Mi jeszcze nie udało się zagrać. Co przyjdę i próbuje pisze - "Wygląda na to że jesteś teraz trochę zajęty, przyjdź później" mimo że nie wykonuje żadnej misji i nie mam żadnych zobowiązań.
Aha - kto umie wystartować tymi durnymi samolotami ?
Darth Matiz napisał(a):
Aha - kto umie wystartować tymi durnymi samolotami ?
________
Będziesz miał czas by poćwiczyć bo szkoła latania jest obowiązkowa by przejśc całą grę Mi osobiście samolotami lata się w SA o wiele łatwiej niz helikopterami Sama gra jest genialna i godna swojej poprzedniczki, przeszedłem dwa razy i jestem totalnie zauroczony tak jak w przypadku VC (chociaz nie ukrywam, że wolałem klimat Miami lat 80
A kiedy tak będe mógł przystąpić do tej szkoły ?
Bo narazie nie jestem daleko .. Dopiero przeszłem misję kolesia którego imie zaczyna się na "R" Od Sweeta robię tą z tuningiem auta a od Big Smoke`a pierwszą.

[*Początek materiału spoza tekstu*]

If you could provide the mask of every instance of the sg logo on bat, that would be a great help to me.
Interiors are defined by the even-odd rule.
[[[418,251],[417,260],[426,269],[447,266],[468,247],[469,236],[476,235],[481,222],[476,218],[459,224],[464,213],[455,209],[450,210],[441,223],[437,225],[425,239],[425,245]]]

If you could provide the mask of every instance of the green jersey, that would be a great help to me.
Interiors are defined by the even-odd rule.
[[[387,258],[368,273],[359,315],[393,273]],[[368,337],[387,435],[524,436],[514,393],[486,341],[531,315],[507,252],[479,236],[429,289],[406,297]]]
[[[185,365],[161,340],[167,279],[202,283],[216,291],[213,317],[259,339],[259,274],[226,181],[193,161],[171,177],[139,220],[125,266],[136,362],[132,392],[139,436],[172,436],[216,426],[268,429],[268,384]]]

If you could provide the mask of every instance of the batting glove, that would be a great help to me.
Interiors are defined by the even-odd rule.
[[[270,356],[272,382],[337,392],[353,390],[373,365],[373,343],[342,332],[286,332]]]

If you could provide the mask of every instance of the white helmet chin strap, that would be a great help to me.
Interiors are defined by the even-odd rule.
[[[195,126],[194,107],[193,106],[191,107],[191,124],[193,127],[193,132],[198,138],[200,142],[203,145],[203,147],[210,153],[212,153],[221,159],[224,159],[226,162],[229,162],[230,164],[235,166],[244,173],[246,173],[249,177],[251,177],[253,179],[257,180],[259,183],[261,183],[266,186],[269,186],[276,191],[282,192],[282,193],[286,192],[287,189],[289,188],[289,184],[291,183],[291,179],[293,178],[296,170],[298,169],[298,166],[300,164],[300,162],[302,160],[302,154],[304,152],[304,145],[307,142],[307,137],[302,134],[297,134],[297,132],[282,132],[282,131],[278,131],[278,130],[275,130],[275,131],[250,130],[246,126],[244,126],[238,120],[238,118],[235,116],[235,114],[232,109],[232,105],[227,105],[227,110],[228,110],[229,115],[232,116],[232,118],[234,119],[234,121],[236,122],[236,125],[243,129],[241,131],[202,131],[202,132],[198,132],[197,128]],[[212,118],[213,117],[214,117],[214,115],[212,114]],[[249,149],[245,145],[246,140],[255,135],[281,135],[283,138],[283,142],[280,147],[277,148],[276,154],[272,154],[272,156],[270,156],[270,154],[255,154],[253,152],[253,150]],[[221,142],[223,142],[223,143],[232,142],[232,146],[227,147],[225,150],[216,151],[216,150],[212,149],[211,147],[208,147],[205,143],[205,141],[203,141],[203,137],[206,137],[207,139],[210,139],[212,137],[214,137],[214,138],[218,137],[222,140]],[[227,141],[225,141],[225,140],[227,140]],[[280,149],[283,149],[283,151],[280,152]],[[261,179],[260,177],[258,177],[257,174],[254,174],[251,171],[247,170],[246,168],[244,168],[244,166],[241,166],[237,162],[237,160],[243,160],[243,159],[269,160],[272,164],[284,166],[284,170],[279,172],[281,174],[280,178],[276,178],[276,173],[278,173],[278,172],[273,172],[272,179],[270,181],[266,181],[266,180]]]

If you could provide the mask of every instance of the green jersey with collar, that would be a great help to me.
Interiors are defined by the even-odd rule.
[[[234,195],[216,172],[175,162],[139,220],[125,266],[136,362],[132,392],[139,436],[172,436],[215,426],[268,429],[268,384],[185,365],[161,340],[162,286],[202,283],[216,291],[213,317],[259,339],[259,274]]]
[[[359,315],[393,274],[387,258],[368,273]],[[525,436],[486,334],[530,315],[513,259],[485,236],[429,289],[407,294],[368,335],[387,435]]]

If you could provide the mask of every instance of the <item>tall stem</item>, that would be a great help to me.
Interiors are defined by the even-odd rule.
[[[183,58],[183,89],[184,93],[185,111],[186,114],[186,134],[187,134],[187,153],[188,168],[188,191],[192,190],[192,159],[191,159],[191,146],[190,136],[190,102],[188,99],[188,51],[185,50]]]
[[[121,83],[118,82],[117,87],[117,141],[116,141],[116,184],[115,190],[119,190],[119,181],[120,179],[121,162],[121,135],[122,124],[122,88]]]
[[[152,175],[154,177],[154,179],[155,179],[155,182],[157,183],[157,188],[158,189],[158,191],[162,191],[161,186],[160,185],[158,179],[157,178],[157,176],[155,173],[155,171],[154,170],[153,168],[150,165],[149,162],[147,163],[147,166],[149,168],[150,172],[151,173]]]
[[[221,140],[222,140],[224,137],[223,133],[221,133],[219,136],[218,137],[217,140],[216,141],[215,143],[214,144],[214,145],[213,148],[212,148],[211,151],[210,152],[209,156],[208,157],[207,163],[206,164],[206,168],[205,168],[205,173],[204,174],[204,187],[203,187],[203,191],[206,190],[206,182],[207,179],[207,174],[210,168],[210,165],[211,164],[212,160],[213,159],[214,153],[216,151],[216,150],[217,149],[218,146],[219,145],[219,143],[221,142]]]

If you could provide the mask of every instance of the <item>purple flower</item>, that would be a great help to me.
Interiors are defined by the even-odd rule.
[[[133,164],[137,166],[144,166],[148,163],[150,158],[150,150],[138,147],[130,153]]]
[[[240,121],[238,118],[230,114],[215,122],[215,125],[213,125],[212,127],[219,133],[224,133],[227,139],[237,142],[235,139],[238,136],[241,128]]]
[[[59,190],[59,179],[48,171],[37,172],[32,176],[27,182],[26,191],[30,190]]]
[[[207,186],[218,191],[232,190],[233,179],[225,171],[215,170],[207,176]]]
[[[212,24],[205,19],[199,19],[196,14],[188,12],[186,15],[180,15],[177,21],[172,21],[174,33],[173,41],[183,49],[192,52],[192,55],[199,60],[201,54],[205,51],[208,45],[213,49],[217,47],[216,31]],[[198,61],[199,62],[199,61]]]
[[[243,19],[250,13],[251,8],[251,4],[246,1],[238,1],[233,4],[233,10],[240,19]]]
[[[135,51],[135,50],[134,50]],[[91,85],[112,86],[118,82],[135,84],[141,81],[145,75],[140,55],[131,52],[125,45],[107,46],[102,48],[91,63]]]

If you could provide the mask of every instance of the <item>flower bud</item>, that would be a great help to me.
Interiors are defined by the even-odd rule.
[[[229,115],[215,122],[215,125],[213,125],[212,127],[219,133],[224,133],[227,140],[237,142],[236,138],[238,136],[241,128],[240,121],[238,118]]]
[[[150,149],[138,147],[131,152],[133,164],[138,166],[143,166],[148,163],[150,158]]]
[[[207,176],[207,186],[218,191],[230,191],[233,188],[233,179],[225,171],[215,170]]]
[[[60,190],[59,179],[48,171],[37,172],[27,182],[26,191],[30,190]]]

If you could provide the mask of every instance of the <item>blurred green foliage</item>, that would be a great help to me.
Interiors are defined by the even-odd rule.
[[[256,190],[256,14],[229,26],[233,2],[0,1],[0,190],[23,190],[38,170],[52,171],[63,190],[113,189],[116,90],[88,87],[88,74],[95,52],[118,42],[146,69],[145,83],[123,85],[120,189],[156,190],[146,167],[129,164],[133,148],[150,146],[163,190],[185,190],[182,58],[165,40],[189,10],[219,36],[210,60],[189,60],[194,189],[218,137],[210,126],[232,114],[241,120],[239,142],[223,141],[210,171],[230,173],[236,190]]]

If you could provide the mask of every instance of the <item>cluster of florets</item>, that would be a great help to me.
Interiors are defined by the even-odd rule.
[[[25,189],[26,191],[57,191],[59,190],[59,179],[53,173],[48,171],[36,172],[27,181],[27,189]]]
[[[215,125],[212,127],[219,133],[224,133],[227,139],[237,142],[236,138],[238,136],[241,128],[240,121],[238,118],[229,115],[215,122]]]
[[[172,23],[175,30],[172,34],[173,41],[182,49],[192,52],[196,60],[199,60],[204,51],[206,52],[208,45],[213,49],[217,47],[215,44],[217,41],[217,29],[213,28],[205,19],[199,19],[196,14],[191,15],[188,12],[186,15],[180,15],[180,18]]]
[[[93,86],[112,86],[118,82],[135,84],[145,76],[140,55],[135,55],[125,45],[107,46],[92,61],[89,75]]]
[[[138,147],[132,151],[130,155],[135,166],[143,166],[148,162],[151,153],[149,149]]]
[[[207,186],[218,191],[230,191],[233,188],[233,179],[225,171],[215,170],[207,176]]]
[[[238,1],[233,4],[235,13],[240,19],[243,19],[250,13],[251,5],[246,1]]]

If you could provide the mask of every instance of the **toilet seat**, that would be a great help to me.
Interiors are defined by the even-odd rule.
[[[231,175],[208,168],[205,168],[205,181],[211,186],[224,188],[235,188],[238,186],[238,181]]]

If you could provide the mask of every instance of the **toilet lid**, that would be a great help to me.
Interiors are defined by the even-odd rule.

GTA 1 a tak na serio to w GTA 2
a żeby być szczerym do głębi to w Call of Duty, Medal of Honor, Drużyne Pierścienia i Soldata ()
o GTA 3 i Vice City
Co do Vice City Bart powiedzial wszystko za mnie
rządzi
Rządzi . Ale bezczelnie zdracza na końcu
tak bywa, ale ma czernuch klasę
Ja tam najbardziej lubię stawiać motor w "świecę"
To przechodzisz misję czy się bawisz. A może jedno i drugie ?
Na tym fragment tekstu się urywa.